Other extrapyramidal tract and movement disorders such as demivalism, extrapyramidal tract disorders, essential tremor, geniospasm, hyperekplexia, akathisia, ballismus / unilateral ballismus, myoclonus and restless lower limb syndrome / Willis-Ekbom syndrome,
Sleep-related gnawing, abnormal involuntary movement disorder, other person's foot syndrome, Alzheimer's disease (extraordinary), clumsiness, intermittent unilateral facial spasm, olfactory nerve aplasia, congenital cerebral palsy, ataxia syndrome, familial periodic limb paralysis , Congenital deficiency hemiplegia, fine movement delay, fine movement skill dysfunction, gross movement delay, multiple sclerosis, congenital flaccid paralysis, congenital Hornel syndrome, childhood alternate hemiplegia, motor development delay, cerebral palsy , Atetosis-like cerebral palsy, unnatural posture, pseudoparalysis, psychomotor hyperactivity, slow movement, joint movement, immobility, Riley Day syndrome and other nervous or motor functions such as atetosis,
Parkinson's disease / Parkinsonism, such as Parkinsonism, drug-induced Parkinsonism, micrographia and Parkinson's disease,
Fall, including fall and subjective incompetence,
Attention Deficit Hyperactivity Disorder, Attention Deficit Disorder, Hyperactivity, Hyperactivity (Newborn), Rebellious Challenge Disorder, Temporary Tic Disorder, Persistent (Chronic) Exercise or Speaking Tic Disorder, Monomotor Disorder, Peculiar Disorder and Tourette Childhood onset behavior and emotional disorders such as syndrome,
Autism Spectrum Disorders, Let's Syndrome, Asperger's Syndrome, Diffuse Developmental Disorders Diffuse developmental disorders such as NOS and deafness, as well as addiction disorders, alcoholism, cocaine addiction, illegal substance abuse, methanefetamine abuse, methanefetamine addiction / dependence Substance abuse or addiction such as illness, methanefetamine use disorder, morphine abuse, morphine analog abuse, nicotine addiction, substance abuse and substance abuse.

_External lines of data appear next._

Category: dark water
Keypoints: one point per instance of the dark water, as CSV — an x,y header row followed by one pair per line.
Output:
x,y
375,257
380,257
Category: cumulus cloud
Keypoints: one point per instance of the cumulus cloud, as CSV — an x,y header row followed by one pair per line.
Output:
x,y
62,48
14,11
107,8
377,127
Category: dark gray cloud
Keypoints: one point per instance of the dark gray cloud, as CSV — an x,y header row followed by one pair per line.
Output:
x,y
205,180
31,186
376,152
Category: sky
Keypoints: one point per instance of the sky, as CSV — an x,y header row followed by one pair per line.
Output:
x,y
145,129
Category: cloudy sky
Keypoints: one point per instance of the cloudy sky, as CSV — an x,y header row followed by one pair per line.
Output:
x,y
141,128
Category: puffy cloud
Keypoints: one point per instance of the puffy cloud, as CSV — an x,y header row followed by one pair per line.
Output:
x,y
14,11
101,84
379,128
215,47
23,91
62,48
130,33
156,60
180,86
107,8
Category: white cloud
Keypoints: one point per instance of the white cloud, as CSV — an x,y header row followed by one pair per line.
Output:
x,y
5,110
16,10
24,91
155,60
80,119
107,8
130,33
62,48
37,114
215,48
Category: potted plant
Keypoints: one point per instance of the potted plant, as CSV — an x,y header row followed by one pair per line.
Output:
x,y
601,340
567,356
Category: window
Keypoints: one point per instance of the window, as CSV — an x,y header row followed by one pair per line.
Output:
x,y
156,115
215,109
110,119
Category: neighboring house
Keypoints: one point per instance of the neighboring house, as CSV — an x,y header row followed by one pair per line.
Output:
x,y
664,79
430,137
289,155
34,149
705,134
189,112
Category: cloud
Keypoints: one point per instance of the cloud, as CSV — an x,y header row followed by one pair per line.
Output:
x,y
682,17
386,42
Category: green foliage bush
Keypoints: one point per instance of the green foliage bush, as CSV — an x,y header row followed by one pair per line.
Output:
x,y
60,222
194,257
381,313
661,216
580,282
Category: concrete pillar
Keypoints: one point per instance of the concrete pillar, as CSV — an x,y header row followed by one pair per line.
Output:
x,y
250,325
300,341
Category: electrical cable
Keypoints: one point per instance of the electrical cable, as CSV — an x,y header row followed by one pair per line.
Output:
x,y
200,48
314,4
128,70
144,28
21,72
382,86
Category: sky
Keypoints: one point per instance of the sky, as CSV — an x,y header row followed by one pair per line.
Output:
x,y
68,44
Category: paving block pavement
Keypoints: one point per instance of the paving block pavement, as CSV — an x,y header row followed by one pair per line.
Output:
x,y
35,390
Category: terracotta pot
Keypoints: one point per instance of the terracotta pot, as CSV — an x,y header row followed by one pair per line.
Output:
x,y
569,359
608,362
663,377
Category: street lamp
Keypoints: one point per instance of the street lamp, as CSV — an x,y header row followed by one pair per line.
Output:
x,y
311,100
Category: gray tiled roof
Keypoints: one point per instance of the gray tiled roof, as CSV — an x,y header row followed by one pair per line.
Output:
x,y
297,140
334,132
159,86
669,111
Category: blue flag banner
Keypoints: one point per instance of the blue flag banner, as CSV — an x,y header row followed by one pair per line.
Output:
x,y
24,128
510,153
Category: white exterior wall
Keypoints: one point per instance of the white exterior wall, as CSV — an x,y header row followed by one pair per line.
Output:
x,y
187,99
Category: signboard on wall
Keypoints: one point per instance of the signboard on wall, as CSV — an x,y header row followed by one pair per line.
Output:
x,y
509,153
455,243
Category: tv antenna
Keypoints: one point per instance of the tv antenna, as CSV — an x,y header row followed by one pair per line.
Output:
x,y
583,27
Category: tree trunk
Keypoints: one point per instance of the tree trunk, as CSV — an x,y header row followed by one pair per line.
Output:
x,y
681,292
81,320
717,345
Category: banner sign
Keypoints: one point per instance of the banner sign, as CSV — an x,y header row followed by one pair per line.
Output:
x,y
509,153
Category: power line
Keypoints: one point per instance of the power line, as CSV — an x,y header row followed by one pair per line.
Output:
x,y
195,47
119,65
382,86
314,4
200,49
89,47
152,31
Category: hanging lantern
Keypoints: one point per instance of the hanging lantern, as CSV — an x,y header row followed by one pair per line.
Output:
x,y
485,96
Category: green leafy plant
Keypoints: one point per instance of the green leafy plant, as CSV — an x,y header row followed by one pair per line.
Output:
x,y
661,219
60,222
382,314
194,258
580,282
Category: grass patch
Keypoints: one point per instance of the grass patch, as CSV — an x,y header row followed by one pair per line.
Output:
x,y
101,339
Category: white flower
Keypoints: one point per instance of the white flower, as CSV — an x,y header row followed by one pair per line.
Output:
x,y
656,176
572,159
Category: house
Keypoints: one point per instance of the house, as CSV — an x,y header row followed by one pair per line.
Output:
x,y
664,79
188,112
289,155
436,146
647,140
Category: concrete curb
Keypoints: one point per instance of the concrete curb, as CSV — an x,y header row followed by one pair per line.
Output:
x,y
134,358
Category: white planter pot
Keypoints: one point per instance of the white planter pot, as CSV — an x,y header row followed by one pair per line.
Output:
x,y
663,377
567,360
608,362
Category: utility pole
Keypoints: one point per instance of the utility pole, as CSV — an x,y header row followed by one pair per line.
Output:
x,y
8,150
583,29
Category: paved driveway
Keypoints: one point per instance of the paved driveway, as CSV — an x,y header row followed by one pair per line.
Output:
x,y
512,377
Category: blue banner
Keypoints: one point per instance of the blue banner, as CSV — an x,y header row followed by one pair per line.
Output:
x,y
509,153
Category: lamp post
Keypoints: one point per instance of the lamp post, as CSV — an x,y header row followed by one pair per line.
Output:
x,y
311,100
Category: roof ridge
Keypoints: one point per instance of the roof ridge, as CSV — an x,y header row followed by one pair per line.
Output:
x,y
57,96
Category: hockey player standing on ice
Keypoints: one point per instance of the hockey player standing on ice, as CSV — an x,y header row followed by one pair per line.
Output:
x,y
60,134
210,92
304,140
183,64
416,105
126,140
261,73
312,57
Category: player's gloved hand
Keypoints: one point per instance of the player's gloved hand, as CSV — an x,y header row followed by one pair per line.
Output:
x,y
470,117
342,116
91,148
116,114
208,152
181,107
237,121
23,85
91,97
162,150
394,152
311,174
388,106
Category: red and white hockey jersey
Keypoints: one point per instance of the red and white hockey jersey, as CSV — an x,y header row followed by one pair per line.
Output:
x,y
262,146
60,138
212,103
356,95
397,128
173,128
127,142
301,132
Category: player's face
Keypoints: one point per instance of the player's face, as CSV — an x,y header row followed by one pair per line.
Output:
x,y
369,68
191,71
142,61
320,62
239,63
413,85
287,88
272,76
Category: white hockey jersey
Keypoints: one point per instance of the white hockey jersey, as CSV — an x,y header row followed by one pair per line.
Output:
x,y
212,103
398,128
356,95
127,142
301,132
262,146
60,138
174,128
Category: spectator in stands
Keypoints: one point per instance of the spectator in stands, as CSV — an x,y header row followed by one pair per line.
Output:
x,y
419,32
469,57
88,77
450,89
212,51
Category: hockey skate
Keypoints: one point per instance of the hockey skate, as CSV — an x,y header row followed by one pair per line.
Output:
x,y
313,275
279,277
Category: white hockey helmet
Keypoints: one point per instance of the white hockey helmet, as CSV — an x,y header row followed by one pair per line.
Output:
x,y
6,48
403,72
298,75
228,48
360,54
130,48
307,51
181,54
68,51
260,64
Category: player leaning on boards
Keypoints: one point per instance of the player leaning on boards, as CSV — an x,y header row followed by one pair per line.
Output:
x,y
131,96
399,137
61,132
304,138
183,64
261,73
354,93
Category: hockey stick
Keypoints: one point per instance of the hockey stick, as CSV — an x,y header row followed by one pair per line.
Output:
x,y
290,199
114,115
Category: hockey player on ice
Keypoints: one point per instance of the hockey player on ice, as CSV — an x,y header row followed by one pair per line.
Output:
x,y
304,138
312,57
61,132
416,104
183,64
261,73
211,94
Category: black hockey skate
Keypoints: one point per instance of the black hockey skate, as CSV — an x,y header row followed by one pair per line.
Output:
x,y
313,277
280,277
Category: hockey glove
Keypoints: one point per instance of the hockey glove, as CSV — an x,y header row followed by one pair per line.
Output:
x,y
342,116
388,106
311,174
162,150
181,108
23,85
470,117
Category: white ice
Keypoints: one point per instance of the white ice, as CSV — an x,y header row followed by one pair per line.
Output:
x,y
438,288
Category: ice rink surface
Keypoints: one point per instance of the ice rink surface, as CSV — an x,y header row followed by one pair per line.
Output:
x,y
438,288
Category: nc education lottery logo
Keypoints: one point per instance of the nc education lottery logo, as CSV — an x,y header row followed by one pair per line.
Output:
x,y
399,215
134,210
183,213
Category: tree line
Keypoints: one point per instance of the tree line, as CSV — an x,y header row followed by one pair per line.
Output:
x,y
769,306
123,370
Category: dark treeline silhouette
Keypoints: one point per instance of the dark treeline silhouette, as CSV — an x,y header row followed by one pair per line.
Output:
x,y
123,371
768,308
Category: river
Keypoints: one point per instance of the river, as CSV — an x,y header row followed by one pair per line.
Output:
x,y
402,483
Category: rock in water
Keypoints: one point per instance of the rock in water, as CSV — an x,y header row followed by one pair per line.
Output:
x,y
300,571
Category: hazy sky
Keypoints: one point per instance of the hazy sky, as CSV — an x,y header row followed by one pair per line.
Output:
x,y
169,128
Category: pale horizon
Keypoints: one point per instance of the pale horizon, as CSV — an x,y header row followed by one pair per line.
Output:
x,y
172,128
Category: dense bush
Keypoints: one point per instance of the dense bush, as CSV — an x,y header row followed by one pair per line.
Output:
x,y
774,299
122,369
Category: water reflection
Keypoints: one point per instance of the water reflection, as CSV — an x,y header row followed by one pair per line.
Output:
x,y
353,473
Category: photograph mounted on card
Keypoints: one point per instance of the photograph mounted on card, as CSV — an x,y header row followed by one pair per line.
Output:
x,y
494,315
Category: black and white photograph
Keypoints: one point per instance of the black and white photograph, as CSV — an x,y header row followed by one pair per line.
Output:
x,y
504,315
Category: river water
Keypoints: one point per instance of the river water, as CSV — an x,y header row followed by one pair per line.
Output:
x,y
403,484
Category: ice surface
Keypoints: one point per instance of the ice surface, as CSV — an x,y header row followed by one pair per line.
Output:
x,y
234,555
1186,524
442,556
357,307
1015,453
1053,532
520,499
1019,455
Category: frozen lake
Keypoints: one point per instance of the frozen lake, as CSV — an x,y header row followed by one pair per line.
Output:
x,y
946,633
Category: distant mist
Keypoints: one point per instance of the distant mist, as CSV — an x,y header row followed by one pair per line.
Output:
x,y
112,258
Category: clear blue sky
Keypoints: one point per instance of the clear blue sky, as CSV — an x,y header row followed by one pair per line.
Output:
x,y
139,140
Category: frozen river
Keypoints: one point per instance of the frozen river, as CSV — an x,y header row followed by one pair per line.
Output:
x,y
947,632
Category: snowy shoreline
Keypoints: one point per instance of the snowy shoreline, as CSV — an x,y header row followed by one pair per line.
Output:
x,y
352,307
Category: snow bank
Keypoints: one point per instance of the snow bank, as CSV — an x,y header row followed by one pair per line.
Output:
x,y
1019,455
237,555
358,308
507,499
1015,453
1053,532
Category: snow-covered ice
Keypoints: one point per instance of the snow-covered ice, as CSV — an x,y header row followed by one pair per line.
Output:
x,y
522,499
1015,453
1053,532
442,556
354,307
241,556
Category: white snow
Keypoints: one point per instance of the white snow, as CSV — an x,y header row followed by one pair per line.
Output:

In some embodiments, the patient has been determined to have 22q11.2 deletion syndrome. In some embodiments, the patient is prone to develop psychiatric disorders due to having 22q11.2 deletion syndrome. In some embodiments, the patient has been determined to have COMT haploinsufficiency. In some embodiments, the patient is prone to develop psychiatric disorders due to having COMT haploinsufficiency.

In some embodiments, the patient has been determined to have Palatal Facial Syndrome (VCFS). In some embodiments, the patient with palatal cardio-facial syndrome has a 3Mb deletion. In some embodiments, the 3Mb deletion comprises a COMT and TBX1 deletion. In some embodiments, a patient with palatal cardio-facial syndrome has a 1.5 Mb deletion. In some embodiments, the 1.5 Mb deletion comprises a deletion of TBX1 and COMT.

All methods, compositions or uses described herein also include, as required, "If the VMAT2 inhibitor is deutetrabenazine or tetrabenazine, the VMAT2 inhibitor is neurological or psychiatric other than Huntington's disease. Includes the limitation that it is administered to a patient to treat a medical disorder or disorder. "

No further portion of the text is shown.